MANADO — Saat kelangkaan solar terus menghantui warga Sulawesi Utara, satu nama kembali mencuat ke permukaan: Nini sosok yang akrab dijuluki “Mami Ratu Solar” oleh publik dan aparat karena keterlibatannya dalam aktivitas penimbunan BBM bersubsidi.
Setelah sebelumnya terungkap menimbun solar subsidi di rumahnya di kawasan Karombasan, kini tim investigasi media mengungkap modus baru yang lebih terselubung namun sistematis: penyimpanan BBM ilegal dialihkan ke rumah sopir pribadinya.

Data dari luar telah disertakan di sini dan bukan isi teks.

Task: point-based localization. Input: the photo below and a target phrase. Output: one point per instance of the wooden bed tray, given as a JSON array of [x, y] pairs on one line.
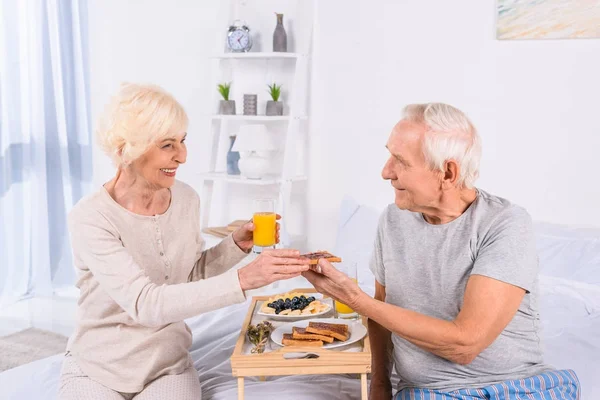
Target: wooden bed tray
[[272, 363]]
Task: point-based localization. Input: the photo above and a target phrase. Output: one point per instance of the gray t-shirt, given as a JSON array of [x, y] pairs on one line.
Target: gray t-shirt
[[425, 268]]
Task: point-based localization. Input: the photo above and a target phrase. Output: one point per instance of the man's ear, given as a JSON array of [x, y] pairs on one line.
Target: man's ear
[[451, 174]]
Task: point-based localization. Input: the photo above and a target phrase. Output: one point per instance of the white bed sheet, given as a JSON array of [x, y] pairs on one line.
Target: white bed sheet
[[569, 307]]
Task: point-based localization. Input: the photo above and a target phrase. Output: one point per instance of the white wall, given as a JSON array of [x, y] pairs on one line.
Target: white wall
[[152, 42], [534, 102]]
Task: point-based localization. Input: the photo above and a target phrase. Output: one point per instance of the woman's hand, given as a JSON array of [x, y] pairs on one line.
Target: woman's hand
[[271, 266], [333, 283], [243, 236]]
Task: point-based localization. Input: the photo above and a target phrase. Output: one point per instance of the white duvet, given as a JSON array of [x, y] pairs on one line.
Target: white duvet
[[215, 335]]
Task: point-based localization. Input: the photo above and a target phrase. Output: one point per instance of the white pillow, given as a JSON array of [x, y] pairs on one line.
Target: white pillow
[[569, 252], [355, 238]]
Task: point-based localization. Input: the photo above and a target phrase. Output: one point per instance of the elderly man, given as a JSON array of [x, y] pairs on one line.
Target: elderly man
[[455, 305]]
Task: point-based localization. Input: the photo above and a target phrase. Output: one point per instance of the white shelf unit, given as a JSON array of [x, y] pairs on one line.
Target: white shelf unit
[[257, 55], [257, 118], [294, 124], [266, 181]]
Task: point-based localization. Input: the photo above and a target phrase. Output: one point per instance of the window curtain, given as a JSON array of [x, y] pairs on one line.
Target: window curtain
[[45, 146]]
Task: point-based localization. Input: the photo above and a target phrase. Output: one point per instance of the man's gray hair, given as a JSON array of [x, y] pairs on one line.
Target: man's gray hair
[[450, 136]]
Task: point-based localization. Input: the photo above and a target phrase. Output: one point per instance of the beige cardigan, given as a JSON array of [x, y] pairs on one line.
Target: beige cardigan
[[139, 278]]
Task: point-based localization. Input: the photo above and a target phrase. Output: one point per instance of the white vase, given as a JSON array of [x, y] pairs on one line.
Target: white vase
[[254, 166]]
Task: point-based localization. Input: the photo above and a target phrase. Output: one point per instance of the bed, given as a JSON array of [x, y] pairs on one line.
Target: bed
[[570, 313]]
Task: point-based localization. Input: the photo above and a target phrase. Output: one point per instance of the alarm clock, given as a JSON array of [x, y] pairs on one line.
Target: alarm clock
[[238, 37]]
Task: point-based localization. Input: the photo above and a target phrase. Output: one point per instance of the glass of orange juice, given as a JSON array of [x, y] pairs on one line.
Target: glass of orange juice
[[265, 224], [342, 310]]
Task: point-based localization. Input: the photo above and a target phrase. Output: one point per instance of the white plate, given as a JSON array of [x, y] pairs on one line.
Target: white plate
[[277, 317], [356, 328]]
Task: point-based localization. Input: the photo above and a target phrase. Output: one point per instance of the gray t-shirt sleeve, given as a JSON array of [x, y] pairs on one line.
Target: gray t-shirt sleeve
[[376, 263], [507, 251]]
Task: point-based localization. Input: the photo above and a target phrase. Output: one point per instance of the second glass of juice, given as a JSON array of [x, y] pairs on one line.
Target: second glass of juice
[[265, 224]]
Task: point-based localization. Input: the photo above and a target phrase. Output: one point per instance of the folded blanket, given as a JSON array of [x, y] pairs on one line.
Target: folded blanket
[[562, 384]]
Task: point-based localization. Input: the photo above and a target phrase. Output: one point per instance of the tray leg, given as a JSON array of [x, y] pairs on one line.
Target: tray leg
[[363, 386], [241, 388]]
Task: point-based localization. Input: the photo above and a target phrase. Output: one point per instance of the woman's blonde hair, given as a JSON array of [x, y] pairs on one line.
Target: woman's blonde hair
[[137, 117]]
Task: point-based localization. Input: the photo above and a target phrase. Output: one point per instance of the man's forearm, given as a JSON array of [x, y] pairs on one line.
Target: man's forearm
[[442, 338], [381, 354]]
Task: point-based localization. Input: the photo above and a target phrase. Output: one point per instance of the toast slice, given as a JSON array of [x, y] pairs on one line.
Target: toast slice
[[316, 256], [288, 340], [338, 331], [300, 333]]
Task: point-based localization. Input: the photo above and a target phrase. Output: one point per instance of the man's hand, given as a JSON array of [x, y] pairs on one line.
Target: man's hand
[[243, 236], [333, 283]]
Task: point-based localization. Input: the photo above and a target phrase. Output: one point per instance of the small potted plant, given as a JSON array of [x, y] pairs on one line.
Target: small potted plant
[[274, 107], [226, 106]]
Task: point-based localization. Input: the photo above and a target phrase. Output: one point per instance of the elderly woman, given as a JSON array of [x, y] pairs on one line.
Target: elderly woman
[[142, 267]]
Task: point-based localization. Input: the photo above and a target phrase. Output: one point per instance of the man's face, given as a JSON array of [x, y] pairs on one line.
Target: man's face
[[415, 185]]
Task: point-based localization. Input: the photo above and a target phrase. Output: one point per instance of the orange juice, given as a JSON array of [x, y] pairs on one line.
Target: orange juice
[[342, 308], [264, 229]]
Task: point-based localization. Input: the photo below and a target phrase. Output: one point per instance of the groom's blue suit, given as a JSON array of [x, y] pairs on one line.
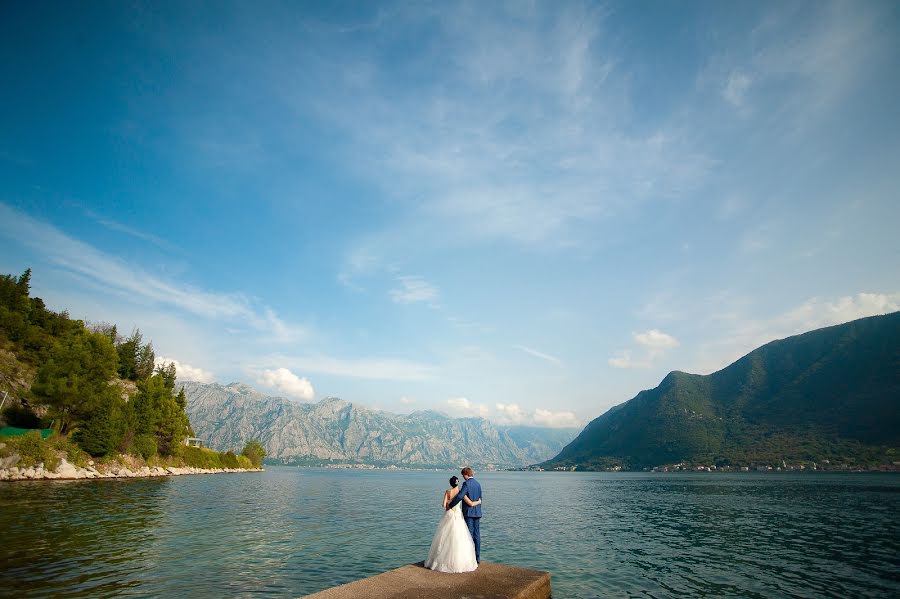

Aktivitas pengangkutan dilakukan setiap malam secara bergilir menggunakan kendaraan pribadi, lalu dipindahkan ke gudang tidak resmi untuk dijual dengan harga jauh di atas HET (Harga Eceran Tertinggi). Modus ini telah dikonfirmasi oleh sumber internal dan bahkan diakui langsung oleh yang bersangkutan dalam percakapan terbatas.
Dua lokasi penyimpanan — rumah pribadi Mami Ratu Solar dan rumah sopirnya — diketahui berada dalam radius kurang dari 1 kilometer. Pola distribusinya konsisten: pengangkutan tengah malam, pengalihan solar curian, dan pemasaran lewat jaringan gelap.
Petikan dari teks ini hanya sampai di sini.